Figure 2. GSH-activated nanocarrier aggregation and NIR light-triggered drug release. (a) The morphology of NC1 (left), NC2 (middle) and their aggregation (right) were analyzed with a TEM instrument. The inset images are the unmodified MSN-NH2 (left, inset) and UCNP (middle inset), respectively. To induce aggregation, the NC1 + NC2 mixture was treated with GSH (10 mM) for 4 h before being deposited onto the TEM grid.
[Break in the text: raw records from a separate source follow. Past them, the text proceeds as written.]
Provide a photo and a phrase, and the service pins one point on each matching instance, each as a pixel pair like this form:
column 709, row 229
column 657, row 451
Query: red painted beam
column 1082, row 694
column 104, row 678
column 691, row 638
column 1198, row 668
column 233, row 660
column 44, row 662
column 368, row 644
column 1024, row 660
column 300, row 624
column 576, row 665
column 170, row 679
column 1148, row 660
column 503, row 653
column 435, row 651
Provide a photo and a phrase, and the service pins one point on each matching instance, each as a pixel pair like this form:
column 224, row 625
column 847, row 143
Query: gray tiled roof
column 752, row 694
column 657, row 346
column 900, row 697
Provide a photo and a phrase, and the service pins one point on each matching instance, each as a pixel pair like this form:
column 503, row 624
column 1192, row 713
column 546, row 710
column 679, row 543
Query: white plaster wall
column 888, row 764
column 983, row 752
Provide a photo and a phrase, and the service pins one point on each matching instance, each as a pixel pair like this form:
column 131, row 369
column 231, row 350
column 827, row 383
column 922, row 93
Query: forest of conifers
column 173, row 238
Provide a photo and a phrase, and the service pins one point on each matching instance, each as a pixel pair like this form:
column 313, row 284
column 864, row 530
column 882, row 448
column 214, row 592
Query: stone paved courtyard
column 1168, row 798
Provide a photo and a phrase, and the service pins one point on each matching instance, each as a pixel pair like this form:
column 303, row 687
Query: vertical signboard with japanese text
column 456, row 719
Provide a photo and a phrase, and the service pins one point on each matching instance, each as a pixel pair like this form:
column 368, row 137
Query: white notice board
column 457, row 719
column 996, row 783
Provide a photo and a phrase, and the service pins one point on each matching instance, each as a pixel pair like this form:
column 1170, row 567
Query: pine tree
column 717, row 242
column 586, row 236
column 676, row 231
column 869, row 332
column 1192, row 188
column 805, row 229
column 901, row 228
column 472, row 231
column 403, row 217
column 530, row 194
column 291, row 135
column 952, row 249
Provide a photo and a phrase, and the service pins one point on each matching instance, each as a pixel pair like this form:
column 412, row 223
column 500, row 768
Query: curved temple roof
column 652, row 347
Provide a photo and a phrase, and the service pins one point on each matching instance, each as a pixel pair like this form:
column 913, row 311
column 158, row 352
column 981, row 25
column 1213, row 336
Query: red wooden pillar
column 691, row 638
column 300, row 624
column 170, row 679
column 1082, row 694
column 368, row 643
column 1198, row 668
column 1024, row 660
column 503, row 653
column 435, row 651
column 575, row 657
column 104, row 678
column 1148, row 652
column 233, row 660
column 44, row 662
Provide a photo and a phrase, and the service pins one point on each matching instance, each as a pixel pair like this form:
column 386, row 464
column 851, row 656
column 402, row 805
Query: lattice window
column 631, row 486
Scale bar = 50 nm. (b) The hydration size of NC1, NC2, and the NC1 + NC2 mixture with/without 10 mM GSH treatment for 4 h. (c) The SYBR green fluorescence of the NC1 + NC2 mixture with/without 10 mM GSH treatment was monitored to analyze the NC1 + NC2 mixture’s aggregation kinetics. (d) The SYBR Green I fluorescence of NC1 + NC2 mixture modified by PEG segments with varied molecular weight with/without 10 mM GSH treatment for 4 h. (e) The in vitro 1O2 production of NC2, NC1 + NC2, and their counterparts without TEMPO under NIR light (980 nm, 1 W/cm2) irradiation over time was monitored by measuring the DPBF absorbance at 410 nm. (f) The DOX fluorescence increments of various NC1 + NC2 mixtures with NIR light irradiation (980 nm, 1 W/cm2) for 20 min relative to their counterparts without irradiation. Samples were incubated for 12 h in the dark before fluorescence analyses. (g) The cumulative DOX release of the NC1 + NC2 mixture with 10 mM GSH and NIR light irradiation (980 nm, 1 W/cm2, 20 min). Data are presented as mean ± SD and were analyzed with an unpaired two-tailed Student’s t-test (* p < 0.05).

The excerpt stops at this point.